How I Extracted Amazon Review Text Data from Kaggle's .bz2 Dataset for Sentiment Analysis

#news #kaggle #rnn #programming

I recently started working on my first NLP and Sentiment Analysis project using the Amazon Reviews dataset on Kaggle.

I expected to find a normal CSV file that I could load using pandas.read_csv().

Instead, I found files like this:

train.ft.txt.bz2
test.ft.txt.bz2

At first, I was confused.

What is a .bz2 file?
How do I read it?
Why isn't there a CSV file?

After some searching and experimentation, I discovered that the dataset is stored in a compressed BZip2 format. Fortunately, Python provides a built-in bz2 library that can read these files directly.

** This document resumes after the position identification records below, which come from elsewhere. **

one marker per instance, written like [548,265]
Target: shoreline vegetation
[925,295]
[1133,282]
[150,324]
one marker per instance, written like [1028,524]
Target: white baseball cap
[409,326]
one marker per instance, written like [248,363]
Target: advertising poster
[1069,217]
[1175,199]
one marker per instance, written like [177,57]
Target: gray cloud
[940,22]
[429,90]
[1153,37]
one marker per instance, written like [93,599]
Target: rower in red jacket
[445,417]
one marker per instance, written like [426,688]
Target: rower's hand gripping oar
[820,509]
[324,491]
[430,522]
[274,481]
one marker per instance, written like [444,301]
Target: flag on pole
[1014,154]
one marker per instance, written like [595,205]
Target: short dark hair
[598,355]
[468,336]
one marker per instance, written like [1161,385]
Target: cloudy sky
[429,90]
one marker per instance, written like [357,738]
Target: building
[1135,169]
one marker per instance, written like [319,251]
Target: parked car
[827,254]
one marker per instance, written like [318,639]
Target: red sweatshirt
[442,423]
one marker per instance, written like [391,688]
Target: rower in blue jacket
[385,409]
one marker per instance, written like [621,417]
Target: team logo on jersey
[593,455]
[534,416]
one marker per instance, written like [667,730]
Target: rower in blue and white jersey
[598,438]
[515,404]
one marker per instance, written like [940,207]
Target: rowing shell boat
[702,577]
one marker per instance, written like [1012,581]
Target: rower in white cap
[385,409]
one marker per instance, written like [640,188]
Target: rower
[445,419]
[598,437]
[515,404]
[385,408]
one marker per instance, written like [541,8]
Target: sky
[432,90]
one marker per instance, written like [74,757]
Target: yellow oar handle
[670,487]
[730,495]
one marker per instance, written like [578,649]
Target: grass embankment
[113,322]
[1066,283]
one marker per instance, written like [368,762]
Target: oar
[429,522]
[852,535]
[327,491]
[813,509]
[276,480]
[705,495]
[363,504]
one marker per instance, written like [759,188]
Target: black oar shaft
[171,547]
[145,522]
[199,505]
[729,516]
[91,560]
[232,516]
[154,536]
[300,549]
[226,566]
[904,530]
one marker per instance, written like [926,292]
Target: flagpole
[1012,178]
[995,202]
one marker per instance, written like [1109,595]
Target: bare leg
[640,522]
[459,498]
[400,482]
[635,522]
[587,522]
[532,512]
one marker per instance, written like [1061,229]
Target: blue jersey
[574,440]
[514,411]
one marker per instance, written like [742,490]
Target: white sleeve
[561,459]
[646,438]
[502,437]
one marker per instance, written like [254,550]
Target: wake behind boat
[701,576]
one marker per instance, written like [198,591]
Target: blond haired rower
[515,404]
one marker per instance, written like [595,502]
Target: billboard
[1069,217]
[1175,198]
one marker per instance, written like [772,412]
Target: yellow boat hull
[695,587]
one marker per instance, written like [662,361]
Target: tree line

Step 1: Reading the compressed file

The first step was simply reading the compressed file.

import bz2 
import pandas as pd 
file_path = "/kaggle/input/datasets/bittlingmayer/amazonreviews/train.ft.txt.bz2"
with bz2.open(file_path, "rt", encoding="utf-8") as f:
 lines = f.readlines() 
print(lines[0])

The output looked something like this:
__label__2 Stunning even for the non-gamer: This soundtrack was beautiful...

At this point, I noticed that every line starts with a label followed by the review text.

Step 2: Separating Labels and Reviews

Next, I separated the sentiment label from the review text.

labels = []
sentences = []

for line in lines:
    label = 1 if line.split(" ")[0] == "__label__2" else 0
    sentence = line.split(" ", 1)[1]

    labels.append(label)
    sentences.append(sentence)

The dataset uses:

__label__1 → Negative Review
__label__2 → Positive Review

Since machine learning models work better with numerical values, I converted them into:

0 → Negative
1 → Positive

Step 3: Creating a DataFrame

Finally, I converted everything into a Pandas DataFrame.

df = pd.DataFrame({
    "review": sentences,
    "sentiment": labels})

print(df.head())

Example output:

                                              review  sentiment
0  Stunning even for the non-gamer: This soundtra...          1
1  The best soundtrack ever to anything...                    1
2  Amazing! This soundtrack is my favorite music...           1

Now the dataset is finally in a format that can be used for:

Text preprocessing
Feature extraction
Model training
Evaluation

What I Learned:

Not every Kaggle dataset comes as a CSV file.
.bz2 is simply a compressed file format.
Python's built-in bz2 library can read these files directly.
Amazon Review datasets use text labels instead of numerical labels.
Converting the data into a DataFrame makes the next NLP steps much easier.

Final Thoughts

This was a small issue, but it completely blocked my progress for a while.
As a beginner in NLP, I am discovering that many challenges are not about machine learning algorithms but about understanding datasets and data formats.

Hopefully, this saves someone else a few hours of confusion.